Teniendo a la dispersión como rasgo característico de la organización espacial, la movilidad es parte de las acciones cotidianas del productor. La movilidad se compone de los desplazamientos prediales habituales desde el espacio doméstico y peri-doméstico al campo (Comerci, 2010, p. 86), y de los desplazamientos extra-prediales en el medio rural disperso o hacia las localidades (Fig. 5). La movilidad extra-predial toma diferentes formas, el uso del caballo es típico entre las poblaciones campesinas y existe una gran dependencia del automóvil en función de las distancias. La disponibilidad de un vehículo automotor es común entre productores con cierto grado de capitalización y ante su ausencia se despliegan estrategias como la colaboración entre vecinos, la asistencia de habitantes urbanos -familiares o conocidos- y la combinación de formas de movilidad.

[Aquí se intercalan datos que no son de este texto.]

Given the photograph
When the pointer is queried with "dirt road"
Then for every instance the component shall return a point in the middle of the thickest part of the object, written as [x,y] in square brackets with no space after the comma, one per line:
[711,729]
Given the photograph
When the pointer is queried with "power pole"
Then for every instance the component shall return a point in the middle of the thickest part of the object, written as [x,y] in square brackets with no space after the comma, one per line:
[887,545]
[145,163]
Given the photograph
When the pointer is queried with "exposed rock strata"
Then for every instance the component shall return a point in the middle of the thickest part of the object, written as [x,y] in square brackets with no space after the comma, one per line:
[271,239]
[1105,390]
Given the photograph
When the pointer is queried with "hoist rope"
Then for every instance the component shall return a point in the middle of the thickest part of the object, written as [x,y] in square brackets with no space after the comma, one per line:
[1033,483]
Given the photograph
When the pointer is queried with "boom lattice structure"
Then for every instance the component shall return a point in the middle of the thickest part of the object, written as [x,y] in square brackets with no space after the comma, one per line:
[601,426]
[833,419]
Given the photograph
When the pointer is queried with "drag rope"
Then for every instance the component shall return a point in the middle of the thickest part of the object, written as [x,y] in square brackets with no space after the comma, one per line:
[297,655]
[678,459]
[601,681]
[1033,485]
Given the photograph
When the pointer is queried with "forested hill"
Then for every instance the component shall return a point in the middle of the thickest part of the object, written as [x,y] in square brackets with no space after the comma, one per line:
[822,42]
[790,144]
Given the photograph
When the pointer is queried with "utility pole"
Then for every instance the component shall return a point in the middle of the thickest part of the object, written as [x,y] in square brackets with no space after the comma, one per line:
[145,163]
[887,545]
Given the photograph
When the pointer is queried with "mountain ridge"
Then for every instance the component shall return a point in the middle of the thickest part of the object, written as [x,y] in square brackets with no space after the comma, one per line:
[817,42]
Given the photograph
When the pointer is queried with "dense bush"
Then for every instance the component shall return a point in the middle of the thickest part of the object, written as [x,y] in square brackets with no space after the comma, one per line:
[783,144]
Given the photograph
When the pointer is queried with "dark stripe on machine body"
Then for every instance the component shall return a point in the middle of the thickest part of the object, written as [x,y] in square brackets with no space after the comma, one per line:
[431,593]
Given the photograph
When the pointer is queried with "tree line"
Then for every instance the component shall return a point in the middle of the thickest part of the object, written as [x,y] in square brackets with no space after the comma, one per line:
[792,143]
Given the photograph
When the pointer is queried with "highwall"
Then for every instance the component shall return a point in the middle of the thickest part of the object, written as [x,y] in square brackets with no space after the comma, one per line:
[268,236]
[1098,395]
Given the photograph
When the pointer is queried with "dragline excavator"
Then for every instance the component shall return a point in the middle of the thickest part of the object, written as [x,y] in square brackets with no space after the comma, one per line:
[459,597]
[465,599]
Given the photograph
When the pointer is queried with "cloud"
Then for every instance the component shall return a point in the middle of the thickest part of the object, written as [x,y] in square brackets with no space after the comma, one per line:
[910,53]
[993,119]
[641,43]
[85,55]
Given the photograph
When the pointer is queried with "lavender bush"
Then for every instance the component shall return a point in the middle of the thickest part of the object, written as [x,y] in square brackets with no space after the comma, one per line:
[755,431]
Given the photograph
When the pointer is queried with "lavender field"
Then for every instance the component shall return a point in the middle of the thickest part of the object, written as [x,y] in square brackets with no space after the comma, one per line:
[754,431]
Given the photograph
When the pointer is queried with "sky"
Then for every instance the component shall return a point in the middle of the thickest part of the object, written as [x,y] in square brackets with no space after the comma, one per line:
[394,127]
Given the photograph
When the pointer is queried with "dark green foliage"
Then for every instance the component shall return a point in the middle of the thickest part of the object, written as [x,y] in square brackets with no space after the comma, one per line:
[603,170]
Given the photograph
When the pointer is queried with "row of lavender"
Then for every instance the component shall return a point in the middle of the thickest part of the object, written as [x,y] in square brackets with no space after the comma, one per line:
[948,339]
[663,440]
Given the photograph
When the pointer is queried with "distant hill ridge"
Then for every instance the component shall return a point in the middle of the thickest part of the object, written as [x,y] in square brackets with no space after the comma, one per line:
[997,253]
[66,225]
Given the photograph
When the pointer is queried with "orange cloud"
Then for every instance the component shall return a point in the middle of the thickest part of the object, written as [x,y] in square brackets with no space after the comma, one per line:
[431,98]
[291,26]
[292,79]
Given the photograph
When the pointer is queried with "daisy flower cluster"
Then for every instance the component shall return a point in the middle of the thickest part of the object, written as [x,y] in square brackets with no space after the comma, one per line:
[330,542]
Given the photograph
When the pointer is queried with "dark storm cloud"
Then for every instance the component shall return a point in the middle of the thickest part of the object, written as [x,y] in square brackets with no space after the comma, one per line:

Esta última, que desde campos próximos a rutas principales consiste en la realización de tramos a caballo o a pie y otros en transportes colectivos de pasajeros2 o en vehículos de particulares en viaje, surge por ejemplo del testimonio de un productor de El Chalía:

Fig. 5 Visión iconográfica de un reconocido comunicador regional, típica escena de la movilidad de un arraigado. Fuente: dibujo de Alejandro Aguado. 

Yo nací acá y sigo acá, fui a ¡a escuela de a caballo nomás, pero ahora esa escuela se cerró; teníamos la escuela acá en la comunidad, pero cuando se hizo el internado de Río Mayo ahí ya mandaron todos los chicos para allá (...). Acá la jurisdicción para sacar permiso de señalada y todo eso es Ricardo Rojas; cada tanto voy, pero voy y vuelvo en el día, por ahí cuando tengo alguna necesidad o cuando tengo que comprar, sino no voy (...). Cuando voy a Ricardo Rojas voy de a caballo hasta la ruta; algún vehículo siempre me levanta, y el caballo lo dejo en el callejón, está todo cerrado, no sale el caballo, y de vuelta lo paso a buscar (...) Y voy una vez al mes, más o menos, (...). Yo estoy siempre acá, uno se acostumbra. Ahora la mayoría tiene jubilación, eso ayuda bastante porque acá plata no gastás, acá se compra una sola vez en el año nomás... (julio de 2015).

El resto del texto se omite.